During our stop in Page, Arizona on our Arizona road trip we knew we had to visit Antelope Canyon. There are two separate canyons, the Upper Antelope Canyon and the Lower Antelope Canyon. On the afternoon of our arrival we visited the Lower Antelope Canyon (read about it here) after a night’s rest it was time to see the Upper Antelope Canyon.
Today, the Canyons are both located on Navajo property so they can only be visited with a tour guide. There are five different tour groups with which you can visit the Upper Canyon, we visited through Antelope Canyon Tours for $45 each. Our group of about 12 piled into a covered truck bed, packed in tight, and rode the six miles from our meeting point to the canyon. Three of those miles are not on paved roads and were very bumpy and dusty, or as our tour guide Cindy called it, a Navajo massage.

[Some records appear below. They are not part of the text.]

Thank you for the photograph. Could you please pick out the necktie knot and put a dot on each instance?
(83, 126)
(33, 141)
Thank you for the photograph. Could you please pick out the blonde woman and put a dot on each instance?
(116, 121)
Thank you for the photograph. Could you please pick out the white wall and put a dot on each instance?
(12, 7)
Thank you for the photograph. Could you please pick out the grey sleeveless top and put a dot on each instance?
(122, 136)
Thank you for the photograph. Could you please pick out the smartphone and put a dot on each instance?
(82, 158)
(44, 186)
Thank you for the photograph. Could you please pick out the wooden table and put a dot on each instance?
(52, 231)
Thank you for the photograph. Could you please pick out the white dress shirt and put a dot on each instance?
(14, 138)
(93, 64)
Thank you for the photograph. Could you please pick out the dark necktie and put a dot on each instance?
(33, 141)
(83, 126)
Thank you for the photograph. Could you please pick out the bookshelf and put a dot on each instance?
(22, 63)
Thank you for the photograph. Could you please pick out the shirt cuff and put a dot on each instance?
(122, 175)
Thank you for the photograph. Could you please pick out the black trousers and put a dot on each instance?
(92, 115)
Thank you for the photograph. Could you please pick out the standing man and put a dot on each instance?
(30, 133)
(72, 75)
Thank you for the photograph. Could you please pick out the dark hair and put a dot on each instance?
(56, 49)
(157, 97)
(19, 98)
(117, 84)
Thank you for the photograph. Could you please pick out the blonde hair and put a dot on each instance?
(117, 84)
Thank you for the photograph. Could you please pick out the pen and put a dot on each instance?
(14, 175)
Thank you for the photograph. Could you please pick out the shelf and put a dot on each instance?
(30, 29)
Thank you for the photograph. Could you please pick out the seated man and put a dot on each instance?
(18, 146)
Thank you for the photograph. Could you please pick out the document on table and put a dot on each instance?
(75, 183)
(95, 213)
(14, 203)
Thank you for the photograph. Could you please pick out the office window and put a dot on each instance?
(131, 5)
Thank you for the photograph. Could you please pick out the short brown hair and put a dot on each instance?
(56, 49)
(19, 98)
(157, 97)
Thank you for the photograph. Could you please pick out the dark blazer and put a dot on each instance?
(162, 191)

When we reached the entrance, our group stood outside as Cindy explained some of the history of the canyon. This unique canyon was created by 180 million years of wind and water coming through the canyon. Even today during the summer months there are chances of flash flooding due to heavy rainfall. Throughout the canyon you’ll see logs suspended in the canyon above your head which were carried in by high waters.
We visited in mid December, during low tourist season, and the Upper Antelope Canyon was still fairly crowded. We were told its much worse in the summer months. Cindy showed us the places throughout the canyon to get the best photos and the names of different rock formations. My personal favorites were a point where the light coming through the ceiling was shaped like a heart and a spot where you could stand to have angel wings!
We walked leisurely through the 0.25 mile long canyon stopping along the way to take photos before coming out on the other side. Before I mentioned that you can only visit this canyon through a tour, this is mainly to prevent vandalism. On the sides of the canyon walls at this exit you can see bullet holes! With most all of our photos take we walked the entire way back to the truck just enjoying the views. Another dusty, bumpy ride in the back of the truck and we concluded the tour right where we started.
Visiting the Upper Antelope Canyon in December was breathtaking but in April through September at mid day beams of sunlight stream through the canyon making incredible photos. Check them out on google here! This phenomenon only happens once a day so tours at this time a more expensive and fill up fast. If you want to see it make sure to book early! Even without the stunning sunbeams, our visit to the Upper Antelope Canyon was definitely worthwhile.